Une tribune pour dénoncer l'instrumentalisation de l'Histoire

Jusqu'à quand cracheront-ils sur nos mémoires ? Sont-ils bêtes ou immondes ? «Holocauste 2» , #Nuremberg2, «étoile jaune»... Les complotistes se gargarisent de mots dont ils ne savent rien. Une tribune devenue pétition dénonce cette instrumentalisation de l'Histoire. À l'origine : une vingtaine de personnes dont plusieurs médecins. Témoignages.



Les vagues de la covid s’apaisent enfin, le torrent de boue ne cesse d’enfler. La rage s’infiltre dans tous les espaces, médiatique, numérique et maintenant dans la rue. Insultes et beuglements ne leur suffisent plus, les complotistes se sont mis à cracher, à cracher sur l’Histoire.

L’un s’égosille : «Le passeport sanitaire a été mis en place par des nazis.» L’autre tente de faire rire de sa triste trouvaille : «Ils veulent l’Holocauste 2.» C’était le 24 mai, au cœur d’une manifestation contre le pass sanitaire. Deux jours plus tôt Martine Wonner accusait publiquement les soignants de crime contre l’humanité, vociférant «Ils seront jugés, l’Histoire a toujours su juger les assassins». Sur les réseaux sociaux rampe le hashtag «#Nuremberg2» qui promet aux médecins le même sort que les nazis auteurs d’expérimentations médicales dans les camps.
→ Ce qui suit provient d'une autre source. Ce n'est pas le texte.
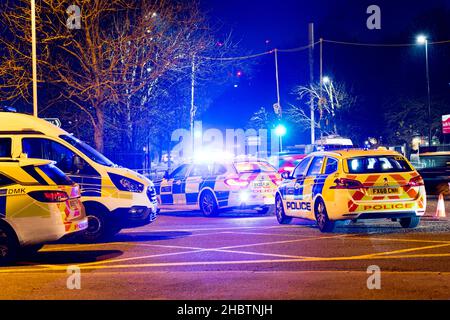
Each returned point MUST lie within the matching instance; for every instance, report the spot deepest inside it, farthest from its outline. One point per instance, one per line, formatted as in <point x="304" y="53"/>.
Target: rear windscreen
<point x="426" y="162"/>
<point x="5" y="148"/>
<point x="56" y="175"/>
<point x="378" y="164"/>
<point x="252" y="167"/>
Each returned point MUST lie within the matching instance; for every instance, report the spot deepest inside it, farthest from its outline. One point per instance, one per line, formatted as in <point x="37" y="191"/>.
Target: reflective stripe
<point x="2" y="203"/>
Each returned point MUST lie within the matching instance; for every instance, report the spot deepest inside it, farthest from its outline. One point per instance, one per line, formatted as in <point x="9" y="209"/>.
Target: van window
<point x="378" y="164"/>
<point x="66" y="160"/>
<point x="5" y="147"/>
<point x="90" y="152"/>
<point x="300" y="170"/>
<point x="200" y="170"/>
<point x="57" y="176"/>
<point x="180" y="172"/>
<point x="331" y="166"/>
<point x="315" y="167"/>
<point x="5" y="181"/>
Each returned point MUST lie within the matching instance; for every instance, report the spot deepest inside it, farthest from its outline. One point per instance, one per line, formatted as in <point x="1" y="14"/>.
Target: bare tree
<point x="124" y="59"/>
<point x="329" y="102"/>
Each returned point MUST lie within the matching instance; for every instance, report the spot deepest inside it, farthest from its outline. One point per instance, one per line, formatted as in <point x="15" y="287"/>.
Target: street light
<point x="33" y="57"/>
<point x="280" y="131"/>
<point x="422" y="40"/>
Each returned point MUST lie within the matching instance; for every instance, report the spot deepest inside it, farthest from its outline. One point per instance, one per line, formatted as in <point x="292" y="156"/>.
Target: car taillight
<point x="236" y="182"/>
<point x="416" y="182"/>
<point x="49" y="196"/>
<point x="343" y="183"/>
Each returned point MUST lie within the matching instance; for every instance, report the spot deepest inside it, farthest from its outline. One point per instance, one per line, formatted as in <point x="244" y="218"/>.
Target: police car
<point x="213" y="186"/>
<point x="38" y="204"/>
<point x="352" y="184"/>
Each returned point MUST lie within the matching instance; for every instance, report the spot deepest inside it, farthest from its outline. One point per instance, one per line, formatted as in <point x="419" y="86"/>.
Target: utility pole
<point x="193" y="109"/>
<point x="33" y="57"/>
<point x="311" y="79"/>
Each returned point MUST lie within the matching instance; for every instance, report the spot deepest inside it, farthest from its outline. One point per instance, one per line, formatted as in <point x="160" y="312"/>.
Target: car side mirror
<point x="286" y="175"/>
<point x="78" y="162"/>
<point x="166" y="175"/>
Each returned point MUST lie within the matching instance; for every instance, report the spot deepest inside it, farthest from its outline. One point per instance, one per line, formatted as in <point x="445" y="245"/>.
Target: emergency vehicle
<point x="349" y="185"/>
<point x="214" y="186"/>
<point x="114" y="197"/>
<point x="38" y="204"/>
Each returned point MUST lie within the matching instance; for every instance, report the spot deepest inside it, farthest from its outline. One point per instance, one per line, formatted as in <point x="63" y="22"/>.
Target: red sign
<point x="446" y="124"/>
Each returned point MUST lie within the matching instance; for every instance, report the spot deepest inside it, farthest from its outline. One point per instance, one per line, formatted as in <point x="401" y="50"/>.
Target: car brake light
<point x="49" y="196"/>
<point x="416" y="182"/>
<point x="343" y="183"/>
<point x="236" y="182"/>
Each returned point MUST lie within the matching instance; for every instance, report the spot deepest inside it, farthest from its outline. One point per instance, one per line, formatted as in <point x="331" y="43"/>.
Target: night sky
<point x="374" y="74"/>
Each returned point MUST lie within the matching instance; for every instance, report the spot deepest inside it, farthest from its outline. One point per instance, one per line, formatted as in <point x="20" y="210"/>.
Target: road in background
<point x="241" y="255"/>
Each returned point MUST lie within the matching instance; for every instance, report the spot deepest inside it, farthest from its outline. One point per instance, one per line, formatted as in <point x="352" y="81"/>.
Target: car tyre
<point x="8" y="246"/>
<point x="410" y="223"/>
<point x="208" y="204"/>
<point x="320" y="212"/>
<point x="97" y="229"/>
<point x="279" y="211"/>
<point x="263" y="210"/>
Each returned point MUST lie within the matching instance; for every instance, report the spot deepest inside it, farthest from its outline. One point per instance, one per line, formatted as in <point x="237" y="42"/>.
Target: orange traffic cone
<point x="440" y="209"/>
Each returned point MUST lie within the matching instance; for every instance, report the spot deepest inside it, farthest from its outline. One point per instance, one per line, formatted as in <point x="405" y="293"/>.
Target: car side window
<point x="5" y="147"/>
<point x="180" y="172"/>
<point x="300" y="170"/>
<point x="5" y="181"/>
<point x="315" y="167"/>
<point x="200" y="170"/>
<point x="331" y="166"/>
<point x="66" y="160"/>
<point x="219" y="169"/>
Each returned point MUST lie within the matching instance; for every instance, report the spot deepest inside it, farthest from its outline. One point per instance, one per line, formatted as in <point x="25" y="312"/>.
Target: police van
<point x="214" y="186"/>
<point x="114" y="197"/>
<point x="349" y="185"/>
<point x="38" y="204"/>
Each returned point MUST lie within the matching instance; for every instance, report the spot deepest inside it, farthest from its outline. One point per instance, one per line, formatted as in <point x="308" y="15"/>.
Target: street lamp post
<point x="422" y="40"/>
<point x="280" y="131"/>
<point x="33" y="57"/>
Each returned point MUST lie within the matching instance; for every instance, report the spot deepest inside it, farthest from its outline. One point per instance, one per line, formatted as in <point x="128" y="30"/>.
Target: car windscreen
<point x="432" y="162"/>
<point x="252" y="167"/>
<point x="378" y="164"/>
<point x="56" y="175"/>
<point x="90" y="152"/>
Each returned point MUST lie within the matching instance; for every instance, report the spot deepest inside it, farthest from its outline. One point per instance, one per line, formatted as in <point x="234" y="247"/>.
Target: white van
<point x="114" y="197"/>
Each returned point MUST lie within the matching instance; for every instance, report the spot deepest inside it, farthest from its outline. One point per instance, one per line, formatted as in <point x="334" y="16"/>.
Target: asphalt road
<point x="241" y="255"/>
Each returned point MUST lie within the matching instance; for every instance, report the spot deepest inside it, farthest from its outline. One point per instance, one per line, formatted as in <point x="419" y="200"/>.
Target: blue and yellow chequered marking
<point x="3" y="203"/>
<point x="186" y="191"/>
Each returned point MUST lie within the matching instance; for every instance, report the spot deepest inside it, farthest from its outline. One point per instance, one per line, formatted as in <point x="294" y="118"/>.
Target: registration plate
<point x="381" y="191"/>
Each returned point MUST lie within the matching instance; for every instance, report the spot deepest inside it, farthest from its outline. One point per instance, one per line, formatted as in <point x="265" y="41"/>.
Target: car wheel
<point x="208" y="204"/>
<point x="279" y="211"/>
<point x="444" y="189"/>
<point x="410" y="223"/>
<point x="324" y="223"/>
<point x="30" y="250"/>
<point x="263" y="210"/>
<point x="97" y="229"/>
<point x="8" y="246"/>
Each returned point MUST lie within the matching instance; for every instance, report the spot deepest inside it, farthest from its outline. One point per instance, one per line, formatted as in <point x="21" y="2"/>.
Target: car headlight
<point x="126" y="184"/>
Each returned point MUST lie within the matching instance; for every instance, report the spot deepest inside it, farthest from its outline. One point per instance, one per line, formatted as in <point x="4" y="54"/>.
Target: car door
<point x="67" y="161"/>
<point x="198" y="174"/>
<point x="175" y="191"/>
<point x="311" y="184"/>
<point x="293" y="193"/>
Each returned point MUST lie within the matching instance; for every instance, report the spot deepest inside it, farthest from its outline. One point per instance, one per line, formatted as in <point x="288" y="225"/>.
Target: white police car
<point x="213" y="186"/>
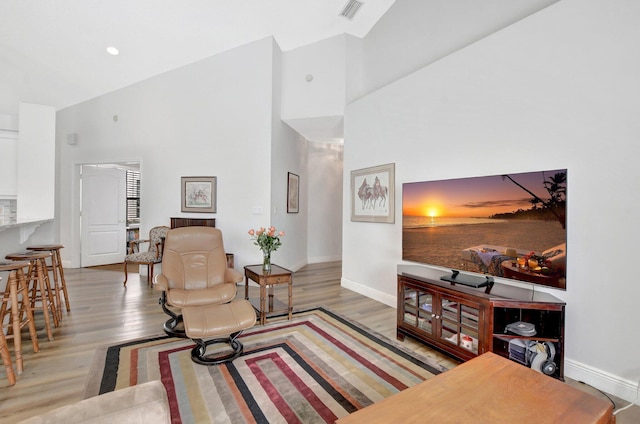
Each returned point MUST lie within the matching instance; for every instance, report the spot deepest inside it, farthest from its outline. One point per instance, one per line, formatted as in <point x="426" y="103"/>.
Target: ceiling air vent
<point x="350" y="9"/>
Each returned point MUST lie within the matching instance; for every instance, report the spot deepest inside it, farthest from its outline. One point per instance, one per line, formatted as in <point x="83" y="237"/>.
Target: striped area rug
<point x="316" y="368"/>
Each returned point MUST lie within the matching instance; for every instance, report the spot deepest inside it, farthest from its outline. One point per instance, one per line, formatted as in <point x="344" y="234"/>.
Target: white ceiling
<point x="53" y="52"/>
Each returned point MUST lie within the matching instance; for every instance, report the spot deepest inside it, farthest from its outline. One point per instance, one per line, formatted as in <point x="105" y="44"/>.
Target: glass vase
<point x="266" y="261"/>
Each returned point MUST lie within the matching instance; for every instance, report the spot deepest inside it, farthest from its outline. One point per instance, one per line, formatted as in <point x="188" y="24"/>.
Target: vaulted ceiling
<point x="54" y="52"/>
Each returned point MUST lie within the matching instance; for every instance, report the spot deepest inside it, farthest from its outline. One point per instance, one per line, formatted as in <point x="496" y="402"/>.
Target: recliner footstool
<point x="213" y="321"/>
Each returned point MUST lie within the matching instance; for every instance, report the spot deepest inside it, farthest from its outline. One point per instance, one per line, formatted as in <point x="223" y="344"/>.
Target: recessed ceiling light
<point x="350" y="9"/>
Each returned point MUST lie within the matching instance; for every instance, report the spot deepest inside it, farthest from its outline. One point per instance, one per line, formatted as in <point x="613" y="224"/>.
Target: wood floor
<point x="103" y="312"/>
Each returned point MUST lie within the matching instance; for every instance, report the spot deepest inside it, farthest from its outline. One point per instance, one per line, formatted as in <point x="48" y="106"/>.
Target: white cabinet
<point x="36" y="162"/>
<point x="9" y="166"/>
Anonymes, «artistes», médecins et/ou élus de la République, ils manipulent comme de vulgaires marionnettes des symboles et des mots – l’étoile jaune, la Shoah – qu’on voulait intouchables. Sont-ils bêtes ? Sont-ils immondes ? Toujours est-il qu’il n’y a plus ni freins ni digues. Nous assistons, sidérés, à la banalisation de l’ignoble.
 

«La banalisation des souffrances des innombrables victimes de la Shoah, jumelée avec une attaque systématique à l’encontre de médecins ou de professionnels de santé accusés de s’enrichir est – au mieux – une méconnaissance crasse de l’histoire, au pire un mépris d'une indécence rare de cette dernière.»


Ainsi se termine une tribune publiée sur LinkedIn le 25 mai, devenue depuis une pétition adressée à Éric Dupont-Moretti et aux réseaux sociaux Facebook, Linkedin et Twitter. Cette Tribune contre l’instrumentalisation de l’Histoire est née du besoin impérieux de dire «Ça suffit».

Les auteurs et premiers signataires font partie d’un groupe informel d’une vingtaine de personnes agrégées autour de Guy Nagel. En décembre 2020, ce jeune avocat lyonnais, par ailleurs enseignant, a lancé sur Linkedin la page C’est vrai ça ? 1 qui vise à combattre les fake news. Sylvain Tillon, féru de pédagogie innovante et créateur d’une école de digital learning l’anime avec lui.



Du débunkage au contre-feux

Rapidement, plusieurs scientifiques et médecins ont apporté leur expertise. Les membres de ce groupe ont d’abord ferraillé côte à côte sur LinkedIn face aux complotistes. Ils échangent désormais hors du réseau. Lorsque Guy Nagel a proposé l’idée d’une tribune suite à l’épisode du 24 mai, tous ont suivi. 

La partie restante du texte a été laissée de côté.